2020health provides a lobbying platform for the pharmaceutical industry and privatised health. It advocates reducing the number of NHS services provided for free. It promotes Personal Health Budgets (PHB)s which would remove NHS responsibility for providing long-term care for people with complex needs, and divert NHS resources to private providers and private profit.
2020health is funded by drug companies including Pfizer, MSD (Merk) and Lundbeck and US healthcare company, Baxter. Many of its executives have lucrative positions on private sector healthcare payrolls.
2020 Patrons include Conservatives Lord McColl , Baroness Cumberledge and Liberal Democrats Lord Rennard and Lord Tim Clement-Jones. Former Chair of 2020health, Tom Sackville, was a health minister under Margaret Thatcher. He is now CEO of the International Federation of Health Plans, representing 100 private healthcare companies in 31 countries.
Reform
Reform bills itself as an "independent and strictly non-party think tank whose mission is to set out a better way to reform public services and economic prosperity". Reform was founded by Tory MP Nick Herbert and former Head of the Political Section of the Conservative Party Research Department Andrew Haldenby. In April 2014, Reform published a pamphlet prepared by Labour peer Lord Warner arguing we should all pay £10 per month additional ‘membership charge’ for the NHS, plus £20 per night for hospital stays, abolish Attendance Allowance (disability benefit for people over pension age) and that NHS Continuing Care (long-term care for people with complex needs) should be means tested.
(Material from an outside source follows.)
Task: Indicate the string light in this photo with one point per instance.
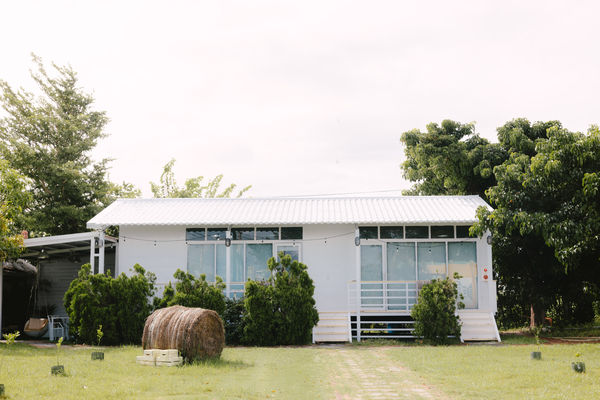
(158, 241)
Reform is funded by many of the companies that are directly benefiting from NHS privatisation, including ABI, Aviva, BMI, Capita, KPMG and Serco among many others.
Forget expenses: these are the real scandals:
- MPs and Lords passing laws designed for their own profit, and not for our common good.
- Politicians deeply enmeshed with the private corporations that will profit directly from privatisation.
It doesn’t have to be this way
Popular outcries about MPs expenses have had an impact – our outrage has finally led to criminal charges and ministers losing their jobs.
These entanglement of politicians with corporate giants has a much greater impact on democracy, how the country is run and in whose interests. It’s time we cleaned up politics and demanded a clean break between politics and corporate lobbying. It’s time we demand it’s made illegal for politicians to have any say in matters where they (or their family) have a financial interest. It’s time to end the revolving door between ministers and corporate lobbying.
We are losing our NHS through corruption and greed. We demand it back!
Challenging lies and propaganda about the NHS
Our NHS delivers world class healthcare, for everyone, at less cost.
In 2010, a major international review based on multiple research findings showed the NHS ranks with the most efficient and well-regarded health services in the world, with among the best clinical outcomes.
Everyone accepts that improvements are needed to bring poor services up to best NHS standards. Staff should be supported to do this. Standards can’t be improved by marketising the NHS, or putting profits ahead of patients.
England spends less on healthcare than comparable countries like Germany or France, and far, far less than the highly privatised USA.
The NHS is not unaffordable or unsustainable, it is under-funded. This government has wasted billions on wholesale reorganisation that no one wanted or voted for. Billions of pounds which should fund front line care are being wasted on contracting and legal fees, PFI debts, firing and rehiring staff, using consultancies and private agencies for staff. £20bn cuts – rebadged as ‘efficiency savings’ from NHS budgets have been returned to the treasury.